Creating an International Learning Environment

As the world continues to internationalize with the development of the internet and instant communication, we have seen an increased need for professionals with an understanding of the international context. Miglietti (2015) states that “ schools recognize that they must internationalize their curriculum to prepare students for work in the global economy” (p. 46). Additionally, international education promotes “...the mobility of scholars and their knowledge; dialogue between cultures; and academic freedom through intellectual inquiry and research-based teaching.” (Kearney & Lincoln, 2017, p. 823).

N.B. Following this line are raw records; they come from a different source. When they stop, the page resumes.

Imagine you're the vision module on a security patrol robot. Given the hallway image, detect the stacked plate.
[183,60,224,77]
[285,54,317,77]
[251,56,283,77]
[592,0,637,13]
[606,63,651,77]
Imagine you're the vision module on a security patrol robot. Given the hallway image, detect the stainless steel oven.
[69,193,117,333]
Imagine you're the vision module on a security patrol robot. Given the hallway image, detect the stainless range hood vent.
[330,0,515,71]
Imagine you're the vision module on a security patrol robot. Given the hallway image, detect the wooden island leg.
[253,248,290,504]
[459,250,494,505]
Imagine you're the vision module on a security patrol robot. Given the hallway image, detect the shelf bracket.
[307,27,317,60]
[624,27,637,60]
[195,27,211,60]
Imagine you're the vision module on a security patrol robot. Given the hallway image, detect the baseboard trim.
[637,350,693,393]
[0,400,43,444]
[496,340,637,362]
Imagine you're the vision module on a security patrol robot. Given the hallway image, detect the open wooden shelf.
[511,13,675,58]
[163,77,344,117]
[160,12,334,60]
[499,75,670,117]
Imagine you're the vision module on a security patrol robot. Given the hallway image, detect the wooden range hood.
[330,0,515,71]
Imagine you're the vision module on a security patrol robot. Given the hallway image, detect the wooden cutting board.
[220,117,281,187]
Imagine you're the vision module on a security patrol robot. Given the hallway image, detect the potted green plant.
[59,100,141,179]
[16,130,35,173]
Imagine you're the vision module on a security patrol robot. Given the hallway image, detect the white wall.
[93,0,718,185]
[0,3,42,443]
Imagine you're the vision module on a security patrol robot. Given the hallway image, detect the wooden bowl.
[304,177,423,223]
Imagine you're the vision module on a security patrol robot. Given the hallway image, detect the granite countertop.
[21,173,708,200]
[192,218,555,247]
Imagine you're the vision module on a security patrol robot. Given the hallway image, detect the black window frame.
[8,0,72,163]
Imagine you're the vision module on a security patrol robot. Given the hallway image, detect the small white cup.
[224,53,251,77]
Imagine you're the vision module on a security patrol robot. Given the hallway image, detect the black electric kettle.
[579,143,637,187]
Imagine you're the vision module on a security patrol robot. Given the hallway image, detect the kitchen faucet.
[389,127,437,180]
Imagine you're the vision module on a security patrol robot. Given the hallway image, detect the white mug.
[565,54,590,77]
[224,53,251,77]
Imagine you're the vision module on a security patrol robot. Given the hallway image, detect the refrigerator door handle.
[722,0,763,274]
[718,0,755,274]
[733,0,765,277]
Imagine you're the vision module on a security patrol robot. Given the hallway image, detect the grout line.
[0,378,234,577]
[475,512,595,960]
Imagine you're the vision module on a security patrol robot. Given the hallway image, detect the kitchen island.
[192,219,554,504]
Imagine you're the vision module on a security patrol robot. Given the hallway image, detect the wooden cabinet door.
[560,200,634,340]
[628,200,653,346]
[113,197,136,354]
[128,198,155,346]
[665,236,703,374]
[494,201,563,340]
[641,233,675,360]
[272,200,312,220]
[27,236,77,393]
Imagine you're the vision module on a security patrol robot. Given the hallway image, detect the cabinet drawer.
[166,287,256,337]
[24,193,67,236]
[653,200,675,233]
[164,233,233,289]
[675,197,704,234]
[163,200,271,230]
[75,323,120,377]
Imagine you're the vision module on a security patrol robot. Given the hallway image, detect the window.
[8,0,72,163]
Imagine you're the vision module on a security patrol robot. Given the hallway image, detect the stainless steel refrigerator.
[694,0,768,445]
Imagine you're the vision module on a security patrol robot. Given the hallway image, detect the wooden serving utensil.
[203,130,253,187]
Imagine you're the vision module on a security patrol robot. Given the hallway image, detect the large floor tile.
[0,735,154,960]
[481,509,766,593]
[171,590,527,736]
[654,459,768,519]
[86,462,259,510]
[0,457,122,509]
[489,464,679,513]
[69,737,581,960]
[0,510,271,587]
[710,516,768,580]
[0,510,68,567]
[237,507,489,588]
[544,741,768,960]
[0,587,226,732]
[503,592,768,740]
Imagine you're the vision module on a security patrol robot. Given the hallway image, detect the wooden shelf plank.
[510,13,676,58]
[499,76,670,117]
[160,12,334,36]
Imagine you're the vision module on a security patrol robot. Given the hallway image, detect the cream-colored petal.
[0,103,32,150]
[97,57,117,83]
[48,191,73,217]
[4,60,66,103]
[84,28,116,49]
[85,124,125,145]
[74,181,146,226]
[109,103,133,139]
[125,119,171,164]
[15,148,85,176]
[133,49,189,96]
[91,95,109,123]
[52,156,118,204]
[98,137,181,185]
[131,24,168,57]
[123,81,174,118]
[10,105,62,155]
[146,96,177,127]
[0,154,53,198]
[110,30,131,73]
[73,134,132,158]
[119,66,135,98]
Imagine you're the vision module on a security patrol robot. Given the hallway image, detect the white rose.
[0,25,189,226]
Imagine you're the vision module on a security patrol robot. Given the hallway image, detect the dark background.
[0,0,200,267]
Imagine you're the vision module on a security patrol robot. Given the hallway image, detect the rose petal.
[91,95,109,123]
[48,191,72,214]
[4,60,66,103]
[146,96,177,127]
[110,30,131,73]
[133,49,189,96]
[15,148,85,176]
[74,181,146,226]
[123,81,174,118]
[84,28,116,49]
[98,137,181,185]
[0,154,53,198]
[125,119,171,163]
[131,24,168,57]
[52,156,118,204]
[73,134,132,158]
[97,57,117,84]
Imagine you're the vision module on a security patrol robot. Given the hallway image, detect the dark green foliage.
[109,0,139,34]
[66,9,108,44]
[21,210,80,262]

The idea of an international classroom is exciting as it removes the boundaries often faced in a traditional teaching model. Providing diverse viewpoints, especially cross-cultural viewpoints, can broaden the scope of a lesson in a way that allows students to better relate to an idea, theme, or context. In recent history, the closest we have been able to come to internationalizing the classroom is through the use of online collegiate education but offerings are often limited to local students and instruction is based on current classroom teaching models (Shahbazova, 2012).

Recent research in dictionary translation makes a case for the future of an integrated international classroom at the primary level. Current research is focused on the translation of only two languages through the use of mining repositories but the results are encouraging (Krajewski et al., 2015). While the technology is not developed to the point of live translation, the ability to automatically translate dictionaries could provide students with the opportunity to study abroad electronically. Imagine a classroom consisting of two or more cultures running on a unique syllabus with an educator representing either end of the world.

Semantic meaning is currently the most difficult hurdle for making this dream a reality. Current research has shown that the use of extensive repositories and seeding current translations improves upon current translations through iterative progression (Krajewski et al., 2015). While research is far from finished, creating an opportunity to educate on an international level will not only enrich the education of students but bring new opportunities for educators to develop their craft.


The success of our education systems depends on our teachers and our students. However, there has been a significant decline in educator satisfaction due to the challenges of an overwhelming workload and insufficient support for students in the classroom. AI can be a solution for those challenges and can provide new opportunities that promote the success of our compulsory institutions.

Currently, the most relevant source of AI support in the classroom is in the form of cognitive assistants. Through the development and implementation of tutors using advanced AI, we now have the ability to meet and exceed the results of student-educator instruction without placing the burden on the educator.

Learning styles and the international context in which education currently takes place are important factors in our pursuit of a better education for all. AI provides opportunities to improve learning style recognition, teaching style, and integrate many cultures into a single learning environment.

Future research will need to work on bridging the gaps between the problems facing educators today. From burnout syndrome to language differences among students at all levels of education, the increasing amount of time we spend researching how we can resolve issues in classrooms, the better the education and quality of life we can provide for students and educators alike. AI can be a force multiplier in the classroom if we can properly integrate it into classrooms.